At Gooding & Company’s Amelia Island auction, this 1998 Typ 911 GT1 drew active bidding from buyers in the room, finally selling for $5,150,000 plus fees. (Photo by Jensen Sutta © 2017 Courtesy of Gooding & Company.)

 

All things Porsche have had an incredible seven-year run-up in prices, with some really great cars finally starting to level out and even drop in price. We’ve seen this in the auctions during the first quarter of 2017. There are many reasons causing this so let’s try to sort this out. 

The first reason cars are hitting the market is obvious: Panic! The sky is falling! 

Twiddle Dee and Twiddle Dumb bought cars they didn’t love strictly for the purpose of making money because they spent too much time listening to all the blog “experts” out there. Oops! Bad idea! 

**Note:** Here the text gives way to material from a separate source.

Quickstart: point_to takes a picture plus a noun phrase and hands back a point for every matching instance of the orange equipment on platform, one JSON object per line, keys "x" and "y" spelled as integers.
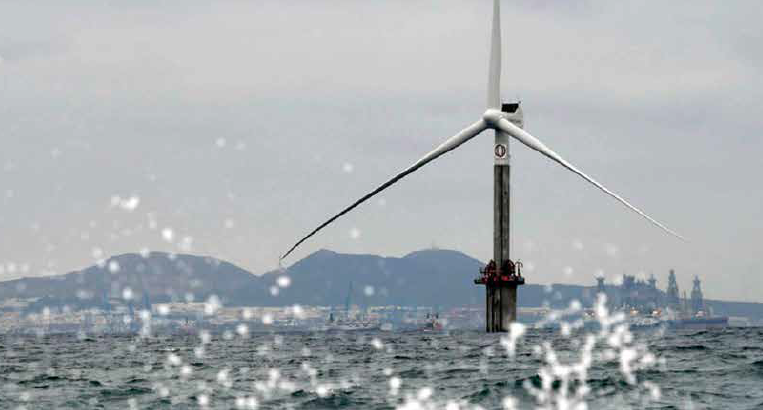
{"x": 510, "y": 272}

Second, they bought average cars. 

Every price guide is based on what? Average cars! An average car is up-to-date in service year-after-year, and it has tires less than six years old. In the collector car world in all appearances, a car like this looks exceptionally nice upon inspection. 

A great car is a car that has been shown exceptional care, it has low mileage, and its life is documented. Or it has undergone a professional (not you and Billy Bob) restoration with plenty of documentation both on its history and restoration. A professional restoration is not done at your local service shop, its done by a specialty restoration shop. There is a big, big difference; it’s called details!  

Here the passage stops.